A study released Monday finds that while ETFs are growing within national broker-dealer wraps such as those at institutions like Morgan Stanley Smith Barney, UBS and Wells Fargo, growth has been slow and more or less tracks the growth rate in mutual funds in wraps since mid-2009.
By the end of 2010, ETFs made up 25% of retail fund (mutual fund + ETF) assets in wrap, or fee-based advisory, programs at national broker-dealers. That was up from 22% at the end of 2008.
The study from Strategic Insight, a report called “How Financial Advisors Use ETFs,” says that in part the reason for this is that some of the heaviest ETF users in such wrap programs drifted back to mutual funds as the stock market rose.
Loren Fox, senior research analyst at Strategic Insight and the report’s author, said in a statement, “This study provides a window into how advisors are using ETFs in NBDs—thus, by implication, providing a sense of how they’re being used by advisors in other broker-dealers, as well as among RIAs.”
“ETFs,” he explained, “continue to gain ground in national broker-dealer wrap programs, but most of their growth is in newly invested assets—not through advisors who are selling out of active mutual funds in order to switch such assets into ETFs. ETF firms have great opportunity in capturing incremental growth, while mutual fund firms have an opportunity in winning back advisor interest via innovative funds.”

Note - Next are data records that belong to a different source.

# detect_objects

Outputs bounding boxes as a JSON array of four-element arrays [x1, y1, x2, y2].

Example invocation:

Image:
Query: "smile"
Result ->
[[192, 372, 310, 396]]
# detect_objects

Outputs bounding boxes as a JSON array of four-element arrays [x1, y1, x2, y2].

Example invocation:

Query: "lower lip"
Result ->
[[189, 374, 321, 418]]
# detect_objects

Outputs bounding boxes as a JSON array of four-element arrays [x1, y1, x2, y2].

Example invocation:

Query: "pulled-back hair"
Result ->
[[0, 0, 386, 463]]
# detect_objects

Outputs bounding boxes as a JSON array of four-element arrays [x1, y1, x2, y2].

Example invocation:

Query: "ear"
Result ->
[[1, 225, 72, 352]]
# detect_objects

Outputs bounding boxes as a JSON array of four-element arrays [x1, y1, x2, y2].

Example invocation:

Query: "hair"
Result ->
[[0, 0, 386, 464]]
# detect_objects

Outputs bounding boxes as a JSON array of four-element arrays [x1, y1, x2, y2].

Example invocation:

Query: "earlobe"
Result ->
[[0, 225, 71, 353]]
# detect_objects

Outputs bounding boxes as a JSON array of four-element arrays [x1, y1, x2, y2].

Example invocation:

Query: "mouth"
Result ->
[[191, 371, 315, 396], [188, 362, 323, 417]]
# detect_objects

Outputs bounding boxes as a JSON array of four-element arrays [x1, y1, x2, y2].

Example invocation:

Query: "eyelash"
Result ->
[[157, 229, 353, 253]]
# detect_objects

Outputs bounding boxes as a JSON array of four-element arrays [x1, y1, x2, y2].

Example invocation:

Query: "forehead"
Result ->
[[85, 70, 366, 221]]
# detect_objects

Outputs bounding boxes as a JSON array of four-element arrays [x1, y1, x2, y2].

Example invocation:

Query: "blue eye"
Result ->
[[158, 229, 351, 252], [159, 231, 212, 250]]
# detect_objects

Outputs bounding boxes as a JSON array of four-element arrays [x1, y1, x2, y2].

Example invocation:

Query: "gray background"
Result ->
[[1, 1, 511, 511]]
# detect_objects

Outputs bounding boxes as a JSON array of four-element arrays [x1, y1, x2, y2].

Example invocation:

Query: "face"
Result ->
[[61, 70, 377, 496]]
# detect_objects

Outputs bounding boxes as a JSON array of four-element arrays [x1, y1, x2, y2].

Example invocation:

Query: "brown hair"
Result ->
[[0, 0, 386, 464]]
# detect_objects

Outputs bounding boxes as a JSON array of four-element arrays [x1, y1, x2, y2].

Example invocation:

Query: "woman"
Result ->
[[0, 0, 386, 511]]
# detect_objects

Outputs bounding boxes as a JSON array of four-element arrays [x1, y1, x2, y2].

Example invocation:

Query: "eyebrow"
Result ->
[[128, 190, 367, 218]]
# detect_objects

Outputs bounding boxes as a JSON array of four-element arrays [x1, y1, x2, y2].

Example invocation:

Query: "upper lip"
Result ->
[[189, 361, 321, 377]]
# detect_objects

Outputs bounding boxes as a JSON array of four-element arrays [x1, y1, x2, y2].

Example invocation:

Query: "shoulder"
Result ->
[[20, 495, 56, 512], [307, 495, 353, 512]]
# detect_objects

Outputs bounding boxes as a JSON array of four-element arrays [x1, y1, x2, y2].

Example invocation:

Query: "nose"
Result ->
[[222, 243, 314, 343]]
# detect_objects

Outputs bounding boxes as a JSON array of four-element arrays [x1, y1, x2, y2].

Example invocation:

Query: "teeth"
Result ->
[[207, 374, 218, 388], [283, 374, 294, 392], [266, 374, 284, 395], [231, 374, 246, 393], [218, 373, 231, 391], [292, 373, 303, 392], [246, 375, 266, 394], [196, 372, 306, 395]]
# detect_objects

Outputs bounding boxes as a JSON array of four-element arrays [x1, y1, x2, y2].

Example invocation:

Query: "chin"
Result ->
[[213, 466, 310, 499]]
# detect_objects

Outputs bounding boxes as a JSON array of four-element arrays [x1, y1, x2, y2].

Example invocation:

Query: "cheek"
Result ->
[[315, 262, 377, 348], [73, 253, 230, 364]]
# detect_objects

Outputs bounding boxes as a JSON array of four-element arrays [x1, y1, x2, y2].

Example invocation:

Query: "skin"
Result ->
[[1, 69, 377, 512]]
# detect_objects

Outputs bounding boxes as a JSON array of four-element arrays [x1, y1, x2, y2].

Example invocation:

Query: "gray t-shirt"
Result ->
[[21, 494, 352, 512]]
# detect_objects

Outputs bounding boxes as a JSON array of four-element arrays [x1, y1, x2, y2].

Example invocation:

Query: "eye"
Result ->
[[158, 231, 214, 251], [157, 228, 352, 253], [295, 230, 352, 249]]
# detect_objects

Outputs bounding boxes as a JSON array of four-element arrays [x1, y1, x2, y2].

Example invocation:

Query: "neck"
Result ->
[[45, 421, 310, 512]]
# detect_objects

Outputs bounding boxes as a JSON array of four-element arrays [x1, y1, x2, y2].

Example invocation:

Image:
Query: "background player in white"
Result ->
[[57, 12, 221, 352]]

The study found that, within national broker-dealer wraps, the most popular kinds of ETFs in 2010 were very similar to mutual fund favorites. The three most popular, by net inflow, were emerging markets equity, specialty (a group that includes gold and other commodities, natural resources, and inverse ETFs), and taxable fixed income. Except for inverse funds, these three were also among the most popular categories in mutual funds during 2010.